Wechat Article Auto Gen

This skill largely does what its description promises, but there are several red flags you should consider before installing or using it: - Hard-coded API key: SKILL.md contains a literal API key and API URL for a third‑party image service. Treat this as suspicious — it may be a placeholder, a leaked key, or an invitation to use someone else's quota. Do not rely on embedded keys; require the author to remove it and document how to supply your own credential via environment variables or config. - Missing code provenance: The documentation mentions multiple code files (scraper.py, rewriter.py, etc.) but the package contains only SKILL.md and _meta.json. Ask the publisher for the full source or provenance before trusting runtime behavior. - Network and data exfiltration risk: At runtime the skill will fetch arbitrary web articles and send content to external services (image generation API, potentially LLM endpoints). That can leak copyrighted or sensitive contents.
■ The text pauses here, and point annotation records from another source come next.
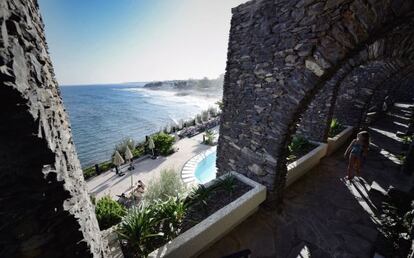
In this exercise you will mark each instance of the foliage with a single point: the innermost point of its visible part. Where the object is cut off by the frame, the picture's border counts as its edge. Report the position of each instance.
(108, 212)
(335, 128)
(171, 213)
(198, 119)
(138, 151)
(121, 146)
(297, 146)
(163, 143)
(199, 195)
(213, 111)
(205, 116)
(159, 220)
(140, 228)
(209, 137)
(168, 184)
(89, 172)
(227, 182)
(407, 139)
(220, 104)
Verify legal compliance for scraping target sites and ensure you control which external endpoints are used. - Replace hard-coded secrets and review endpoints: If you plan to run this, replace any embedded keys with your own credentials, whitelist allowed external hosts, and run the skill in a network-restricted/sandboxed environment until you can confirm behavior. - Ask for clarifications: Request the missing code files, a clear list of all external endpoints the skill calls, and explicit instructions on how to supply credentials. If the author cannot provide these, treat the skill as untrusted. If you must test it: run in an isolated environment, monitor outbound network traffic, and do not use sensitive or production credentials until you've verified the code and provenance.